Geeks vs. Jocks: How Geeks are Winning the War of Public Opinion
Fifty-seven percent of Americans believe being called a geek is a compliment.
May 25, 2011 -- It is a rivalry that has stood the test of time, tortured many a high school souls and become an iconic battle in U.S. culture: jocks vs. geeks. Today, on International Geek Pride Day, a new survey reveals that geeks are winning the public opinion war.
Fifty-seven percent of Americans say being called a geek is a compliment and more Americans would prefer to be called a geek rather than a jock, according to a new survey by Modis.
"People have gone from the vision of the movies 'Revenge of the Nerds' and that was what geeks would be associated with being, to Bill Gates, Steve Jobs, considered pretty cool people," said Jack Cullen, president of Modis, a provider of information technology staffing. "I point a lot of it towards the coolness of Apple and what they've done to bring everybody into the forefront of the digital world."

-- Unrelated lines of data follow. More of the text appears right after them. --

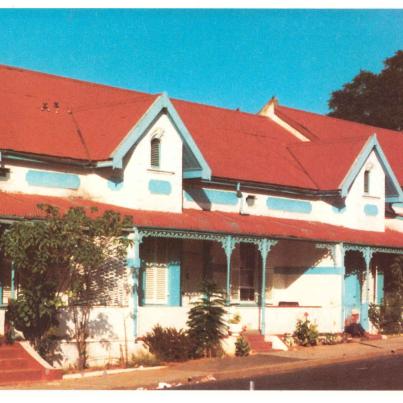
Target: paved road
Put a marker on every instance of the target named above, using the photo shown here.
(381, 373)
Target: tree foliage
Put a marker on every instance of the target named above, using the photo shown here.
(56, 257)
(375, 99)
(387, 317)
(206, 322)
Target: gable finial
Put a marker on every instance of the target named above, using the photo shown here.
(268, 109)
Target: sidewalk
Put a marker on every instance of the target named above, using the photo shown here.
(226, 368)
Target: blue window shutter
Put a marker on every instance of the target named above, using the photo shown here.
(379, 288)
(174, 284)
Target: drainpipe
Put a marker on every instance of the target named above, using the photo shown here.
(228, 245)
(12, 281)
(264, 246)
(239, 196)
(134, 264)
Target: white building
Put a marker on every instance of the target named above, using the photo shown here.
(280, 209)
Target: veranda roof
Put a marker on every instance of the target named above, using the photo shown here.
(15, 205)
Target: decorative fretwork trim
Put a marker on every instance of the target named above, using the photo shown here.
(331, 247)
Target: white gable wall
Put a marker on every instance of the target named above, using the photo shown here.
(367, 211)
(143, 187)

The survey also reveals that Americans closely associate the word "geek" with positive attributes such as intelligence and an expertise in technology.
Despite the good will, however, there is a generational divide. Sixty-six percent of those 18 to 34 consider being identified as a "geek" a compliment, while only 39 percent of those 65 and older agree.
"The association was if you're technically savvy and you're really into technology you're tucked away in a corner somewhere and you're nerdy," Cullen said. "You got the pen protector, the white tape over your glasses and you're a social outcast. Now you're the coolest guy in the room."
The atmosphere for geeks in America is changing overall. The vast majority, 82 percent of people, believe it is more acceptable to be a geek today than it was 15 years ago.
But whatever you do, don't get geeks and nerds confused. The survey showed that people do not see the words synonymously. Self-identified geeks make up 17 percent of Americans and 87 percent of those who self-identified as a geek prefer the term over nerd.
"Being geek signifies intelligence and coolness," Cullen told ABC News. "In the old days it always stood for intelligence, but intelligence wasn't always that important and I think there's also a different level here of intelligence. The expectation isn't that your this Mensa. The expectation is that you understand, embrace and use technology everyday.
Opinion Research Corp. surveyed 1,000 U.S. adults 18 and older May 4 to 8 on behalf of Modis.